Ketika tiba di kediaman orang tua Raffan, Atisha dilanda gugup, mungkin karena melihat kemegahan rumah konglomerat keluarga Ghifari menyadarkannya pada kenyataan betapa kehidupan mereka jauh berbeda, bagai langit dan bumi, Raffan adalah seorang putra mahkota dan dirinya hanyalah seorang upik abu. Meski semuanya hanyalah sandiwara, tetap saja dirinya merasa tak layak untuk berdiri berdampingan dengan pria yang kini membimbingnya memasuki rumah mewah itu.

“Assalamu’alaikum Ma, Pa.” Sapa Raffan pada kedua orang tuanya yang sedang duduk di ruang keluarga. Baik Raffan dan Atisha menyalimi mereka bergantian, meski kedua pasangan setengah baya itu masih tercengang, tak percaya jika putra sulung mereka menggandeng seorang perempuan.

“Ma, Pa.

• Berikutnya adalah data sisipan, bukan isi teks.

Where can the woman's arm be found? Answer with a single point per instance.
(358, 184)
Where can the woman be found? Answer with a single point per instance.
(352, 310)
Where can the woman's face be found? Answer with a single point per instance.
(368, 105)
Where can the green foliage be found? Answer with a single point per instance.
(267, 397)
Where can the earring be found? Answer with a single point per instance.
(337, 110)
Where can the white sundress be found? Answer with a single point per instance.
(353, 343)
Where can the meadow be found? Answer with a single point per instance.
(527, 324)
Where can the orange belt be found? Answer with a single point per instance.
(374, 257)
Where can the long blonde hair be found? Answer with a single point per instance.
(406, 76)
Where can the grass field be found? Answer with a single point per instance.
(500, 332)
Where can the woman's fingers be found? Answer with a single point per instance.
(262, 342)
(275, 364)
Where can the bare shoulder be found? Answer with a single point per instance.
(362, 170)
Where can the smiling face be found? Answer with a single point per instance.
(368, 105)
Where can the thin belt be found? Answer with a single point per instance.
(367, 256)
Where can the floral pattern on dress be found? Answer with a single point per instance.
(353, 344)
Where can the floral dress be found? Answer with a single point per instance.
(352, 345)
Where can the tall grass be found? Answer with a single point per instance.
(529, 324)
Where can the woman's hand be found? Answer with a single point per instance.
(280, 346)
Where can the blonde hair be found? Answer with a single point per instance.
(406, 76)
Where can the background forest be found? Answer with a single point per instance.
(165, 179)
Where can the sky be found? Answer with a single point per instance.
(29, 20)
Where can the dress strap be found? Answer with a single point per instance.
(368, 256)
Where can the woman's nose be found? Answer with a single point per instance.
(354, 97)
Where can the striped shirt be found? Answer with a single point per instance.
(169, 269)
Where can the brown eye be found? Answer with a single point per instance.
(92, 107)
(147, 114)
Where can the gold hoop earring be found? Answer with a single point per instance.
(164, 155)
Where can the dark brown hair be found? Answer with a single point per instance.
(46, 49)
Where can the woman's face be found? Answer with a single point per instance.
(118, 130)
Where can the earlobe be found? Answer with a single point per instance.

Kenalin ini Atisha, pacar Raffan." Raffan mulai mengenalkan Atisha.

"Alasan kenapa Raffan selalu menolak perjodohan yang kalian lakukan. Sebenarnya pencaharian Raffan sejak lama sudah berakhir pada Atisha, kami saling mencintai dan mungkin sudah saatnya kami melangkah ke kejenjang yang lebih serius.” Raffan berujar lembut pada kedua orang tuannya menggenggam tangan gadis itu, sementara Atisha meringis dalam hati, rasa bersalah yang tiba-tiba mencuak memenuhi rongga dadanya membuatnya mulai menyesali keputusannya.

“Sejak kapan dan kenapa kalian baru jujur sekarang?” Tanya Ghifari menatap mereka bergantian.

“Kami udah kenal lama, tapi memutuskan buat bersama sudah lima tahun, saat itu Atisha baru masuk kuliah kedokteran sedang Raffan baru menyelesaikan kuliah di London.” Jawab Raffan tanpa ragu, sementara Atisha hanya mampu menunduk.

“Kami baru jujur, karena Atisha selalu ragu untuk diperkenalkan. Atisha ragu Mama dan Papa nggak menerimanya karena latar belakang kami jauh berbeda. Padahal Raffan udah berusaha meyakinkan sejak awal bahwa papa dan mama nggak pernah memandang rendah strata sosial seseorang, iya kan?” Rasanya Atisha ingin menghilang saja, betapa pandai pria di sampingnya merancang skenario.

“Andai Raffan nggak mengancam akan menerima perjodohan selanjutnya, Atisha mungkin nggak akan ada disini malam ini.” Atisha menghela nafas sangat pelan, sebelum meyakinkan diri untuk menatap kedua orang tua Raffan, terlambat untuk mundur sekarang.

“Maafin saya Om, Tante.” Atisha berucap dengan sorot menyesal. Membuat kedua orang tua Raffan menghela nafas panjang. Raffan maupun Atisha saling memandang dengan cemas.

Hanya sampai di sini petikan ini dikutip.